Protest gegen hohe Mieten Kurios: Münchner zieht in Mini-Häuschen auf Parkhaus

Jakob Wirth steht vor seiner kleinen Holzhütte. Foto: Peter Kneffel/dpa

Um gegen die hohen Mieten in München zu protestieren, hat sich ein Münchner Künstler etwas besonderes ausgedacht: Er zieht für einige Tage in ein Mini-Holzhaus auf einem Parkhaus - die Inhaber wissen davon noch nichts.

 

München - Mit einem kleinen Holzhaus auf dem Dach eines Münchner Parkhauses will ein junger Künstler auf die hohen Mieten in der Landeshauptstadt aufmerksam machen. Am Donnerstag habe der 28-jährige Jakob Wirth es mit Hilfe eines Freundes aufgebaut, in den kommenden Tagen will er darin wohnen. München sei das Zentrum der höchsten Mietpreise bundesweit. Daher sei es wichtig, mit der Aktion "Penthaus à la Parasit" auf das Wohnraumproblem aufmerksam zu machen.
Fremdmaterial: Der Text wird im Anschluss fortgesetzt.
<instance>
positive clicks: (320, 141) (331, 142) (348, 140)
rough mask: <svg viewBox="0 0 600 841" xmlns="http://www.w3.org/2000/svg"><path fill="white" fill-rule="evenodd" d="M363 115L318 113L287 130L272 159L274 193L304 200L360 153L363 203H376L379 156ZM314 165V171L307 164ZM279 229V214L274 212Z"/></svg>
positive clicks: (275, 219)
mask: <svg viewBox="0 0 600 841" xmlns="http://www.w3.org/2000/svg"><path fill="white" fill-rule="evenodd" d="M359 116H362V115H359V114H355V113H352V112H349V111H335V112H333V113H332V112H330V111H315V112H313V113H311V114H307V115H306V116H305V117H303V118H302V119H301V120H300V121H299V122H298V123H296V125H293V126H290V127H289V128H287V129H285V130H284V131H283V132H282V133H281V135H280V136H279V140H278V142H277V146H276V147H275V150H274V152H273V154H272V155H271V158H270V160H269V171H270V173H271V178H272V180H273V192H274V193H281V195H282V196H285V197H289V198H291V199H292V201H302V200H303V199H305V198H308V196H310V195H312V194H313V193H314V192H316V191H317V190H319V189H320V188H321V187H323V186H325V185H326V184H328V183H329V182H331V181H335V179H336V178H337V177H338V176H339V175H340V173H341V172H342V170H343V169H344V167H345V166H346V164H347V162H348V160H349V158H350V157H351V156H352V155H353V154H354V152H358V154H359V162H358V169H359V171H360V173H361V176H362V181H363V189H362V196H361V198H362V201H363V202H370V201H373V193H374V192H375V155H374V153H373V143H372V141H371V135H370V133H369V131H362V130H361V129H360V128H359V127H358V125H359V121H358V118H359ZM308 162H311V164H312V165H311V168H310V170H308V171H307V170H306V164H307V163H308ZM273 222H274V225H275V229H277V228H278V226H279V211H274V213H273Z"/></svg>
Das rund 500 Kilogramm schwere Häuschen baute Wirth schon auf mehreren Dächern in Berlin und Weimar auf. In München wissen die Inhaber des Parkhauses von der Aktion nichts. "Klar ist es frech und provokativ", sagte der Künstler. Er wolle mit den Verantwortlichen ins Gespräch kommen, in der Hoffnung, sein Mini-Holzhaus nicht vorzeitig abbauen zu müssen. Mehr als eine Woche will Wirth in dem mit Bett, Regal und Campingkocher ausgestatteten, etwa 3,6 Quadratmeter großen "Penthaus" verbringen.